Since San Francisco and the County of Santa Clara filed their lawsuit in 2019, the Ninth Circuit Court of Appeals ruled in their favor by blocking the rule from taking effect; the Biden Administration rescinded the rule when it came into office; the U.S. Supreme Court denied an Arizona-led coalition’s attempt to defend the rule; and, in separate but similar litigation, the U.S. Supreme Court declined to review a Seventh Circuit decision blocking the rule from going into effect nationwide.

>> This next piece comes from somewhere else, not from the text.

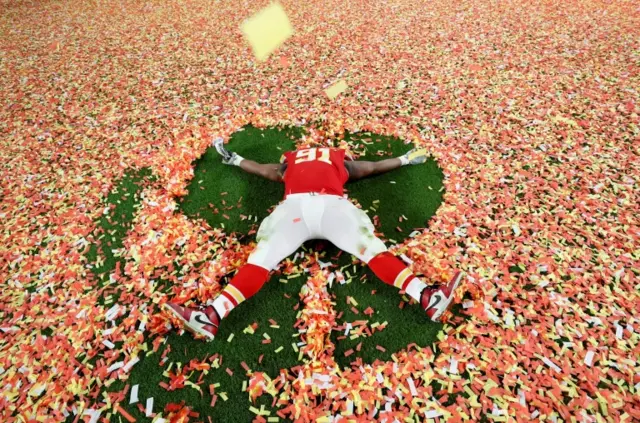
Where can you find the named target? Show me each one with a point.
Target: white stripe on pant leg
(285, 235)
(350, 229)
(312, 210)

“We took this fight all the way to the Supreme Court, and I am thrilled to say we won,” said San Francisco City Attorney David Chiu. “Immigrant communities can rest assured that the public charge rule has been defeated in court and has been rescinded by the Biden Administration. No one needs to fear seeking the assistance and programs they need. In San Francisco, Santa Clara County, and all across California, we will continue to honor our legacy of welcoming immigrants from all backgrounds and fight any attempts to institute a wealth test for citizenship.”
“We were the first to stand up in court and say the Trump Administration’s public charge rule was not only deeply harmful to our immigrant communities, but also flatly unlawful. And we have been vindicated at every step,” said Santa Clara County Counsel James R. Williams. “We will continue to dedicate our attention and resources to protecting residents from racist and xenophobic attacks. We are and will always be committed to advancing health, well-being, dignity, and equity in all our communities, including our immigrant communities. Government at every level must support and protect families, not marginalize and villainize them.”

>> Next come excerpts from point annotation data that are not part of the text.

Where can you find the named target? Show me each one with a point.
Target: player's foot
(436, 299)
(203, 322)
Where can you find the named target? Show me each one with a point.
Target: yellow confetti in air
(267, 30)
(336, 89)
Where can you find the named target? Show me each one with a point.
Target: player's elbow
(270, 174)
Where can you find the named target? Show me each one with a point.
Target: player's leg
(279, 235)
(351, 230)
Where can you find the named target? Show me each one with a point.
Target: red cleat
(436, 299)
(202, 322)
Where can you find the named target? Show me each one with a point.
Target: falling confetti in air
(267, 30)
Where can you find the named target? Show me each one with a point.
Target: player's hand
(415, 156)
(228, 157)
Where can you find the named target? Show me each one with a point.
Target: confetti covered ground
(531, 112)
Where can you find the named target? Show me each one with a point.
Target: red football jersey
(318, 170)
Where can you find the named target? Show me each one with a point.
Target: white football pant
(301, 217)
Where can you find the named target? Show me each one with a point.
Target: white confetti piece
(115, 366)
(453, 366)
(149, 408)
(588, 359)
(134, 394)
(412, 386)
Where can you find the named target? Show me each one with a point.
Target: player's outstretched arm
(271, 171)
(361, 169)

Under the Trump Administration, the U.S. Department of Homeland Security in 2019 announced a rule on “Inadmissibility on Public Charge Grounds” that would have upended nearly 140 years of legal precedent. The Trump Administration sought to radically expand the grounds upon which a person could be deemed likely to become a “public charge,” and thus denied a green card or entry into the United States. By design, the rule would have coerced individuals to forgo or withdraw from critical public benefits and care.
San Francisco and the County of Santa Clara jointly filed the first case in the nation challenging the Trump-era rule. The Counties were later joined by several coalitions that also challenged the rule, including groups led by the States of California, Washington, and New York; Cook County, Ill.; Baltimore, Md.; the Illinois Coalition for Immigrant and Refugee Rights; and Make the Road New York. In October 2019, San Francisco and the County of Santa Clara secured a preliminary injunction that blocked the Trump Administration from implementing its rule. Courts across the country—including the U.S. Courts of Appeals for the Ninth, Seventh, and Second Circuits—have unanimously agreed that the Trump-era rule was unlawful and prohibited it from being implemented.
The Supreme Court was asked on three separate occasions to reconsider these legal victories, and each time the Court left them in place. The Trump Administration sought review of the Ninth Circuit’s decision in the U.S. Supreme Court, but in March 2021 the Biden Administration’s Justice Department dropped the case and announced the administration would not implement Trump’s rule. The Supreme Court then considered whether a coalition of states led by Arizona should have been allowed to intervene to defend the Trump-era rule after President Biden was inaugurated. But in June 2022, San Francisco, the County of Santa Clara, and the States led by California and Washington persuaded the Supreme Court to dismiss its writ of certiorari as improvidently granted, which again left the Ninth Circuit’s decision undisturbed. Finally, in January 2023 the Supreme Court denied certiorari in Texas’ last-ditch effort to intervene and reverse the decision of a federal district court in Illinois that the Trump-era rule is unlawful and could not be implemented.
While San Francisco, the County of Santa Clara, and the other plaintiffs were prevailing in court, the Biden Administration deleted the Trump-era rule from the Code of Federal Regulations and adopted a new public charge rule that comports with federal immigration law and the Counties’ legal positions.
The case being voluntarily dismissed is City and County of San Francisco and County of Santa Clara v. U.S. Citizenship and Immigration Services et al., U.S. District Court for the Northern District of California, No. 4:19-cv-04717.